Insider trading: SEC v. Parkhurst, Civil Action No. 3:21-cv-00657 (N.D. Ind. Filed September 2, 2021) is an action which names as a defendant Robert Parkhurst, national sales manager of Skyline Corporation. In the fall of 2017 Mr. Pakhurst learned that his firm was having merger discussions that included Champion Home Builders, Inc. He also participated in the due diligence work. In December 2017 Mr. Parkhurst opened a new brokerage account and made two purchases of Skyline stock. In addition, he tipped his father and son who purchased shares. When the deal was announced on January 5, 2018, the share price increased by 48%. Mr. Parkhurst had gains of over $4,893 while his father had gains of $6,100 and his son $110. The complaint alleges violations of Exchange Act Section 10(b). To resolve the matter, Mr. Parkhurst consented to the entry of a permanent injunction based on the Section cited in the complaint and agreed to pay a civil penalty of $15,995. See also SEC v. Cavco Industries, Inc., Civil Action No. 2:21-cv-01507 (D. Az. Filed September 2, 2021)(an action which names as defendants the firm and its former CEO, Joseph Stegmayer; the firm had been in merger talks with Skyline; Defendants purchased shares of Skyline while the talks were pending; later after the deal announcement Cavco had profits of about $260,000; Defendant Stegmayer consented to the entry of a permanent injunction based on Securities Act Section 17(a) and Exchange Act Sections 10(b), 13(b)(2)(B) and 13b-5; he also agreed to the entry of a 5 year officer/director bar and to pay a penalty of $1.48 million). See Lit. Rel. No. 25196 (September 3, 2021).
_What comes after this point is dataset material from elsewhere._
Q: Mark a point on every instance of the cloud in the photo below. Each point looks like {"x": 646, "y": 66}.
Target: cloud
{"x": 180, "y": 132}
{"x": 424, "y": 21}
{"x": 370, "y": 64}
Internal controls: In the Matter of Frontier Wealth Management, LLC, Adm. Proc. File No. 3-20526 (September 3, 2021) is a proceeding which names as respondents the firm, a registered investment adviser, and Shawn Sokolosky, an investment advisory representative. In 2016 the adviser created the Frontier Permo Fund. It is a private feeder fund that gave clients access to Fund A that was managed by a third-party and used complex option strategies and synthetic futures positions to generate volatility. Over a two-year period, beginning in early 2016, firm retail clients invested about $45 million in the Feeder Fund. During the period Fund A lost about 35% of its value, resulting in losses of about $16 million to firm clients. The firm delegated broad authority over client investment recommendations to IARs. It did not provide adequate policies, procedures, and supervision concerning the features for complex risk such as those involved with the Feeder Fund. As a result, certain clients with low-risk tolerances and conservative trading preferences invested in Feeder Fund. Adviser Sokolosky recommended that about 50 of his clients invest in the Feeder Fund without adequately assessing if the products were suitable for them. He also did not adequately understand the trading strategy being used by that Fund. The firm resolved the proceedings, consenting to the entry of a cease-and-desist order based on Advisers Act Section 206(4) and Rule 206(4)-7 and to a censure. It also agreed to pay disgorgement of $246,617, prejudgment interest of $47,095 and a penalty of $350,000. Respondent Sokokosky consented to the entry of a cease-and-desist order based on Securities Act Section 17(a) and Advisers Act Section 206(2). In addition, he will be suspended from the securities business for a period of 12 months and prohibited from serving in a supervisory capacity for 12 months. He will pay a penalty of $100,000.

Criminal cases

Offering fraud: U.S. v. Ripalda, No. 21- CR- 458(E.D.N.Y. Filed September 9, 2021) is an action which names as defendants: Roberto Gustavo Cortes Ripalda, Fernando Haberer Bergson, and Ernsto Heraclito Weisson Pazmino. Over a five-year period, beginning in 2013, defendants used a financial firm founded by the three men named Biscayne Capital to orchestrate a fraud that raised about $155 million. Defendants told investors that their funds would be used in various real estate projects when in fact the money was misappropriated. Defendants are charged with conspiracy to commit wire fraud, conspiracy to commit bank fraud and conspiracy to engage in money laundering. The case is pending.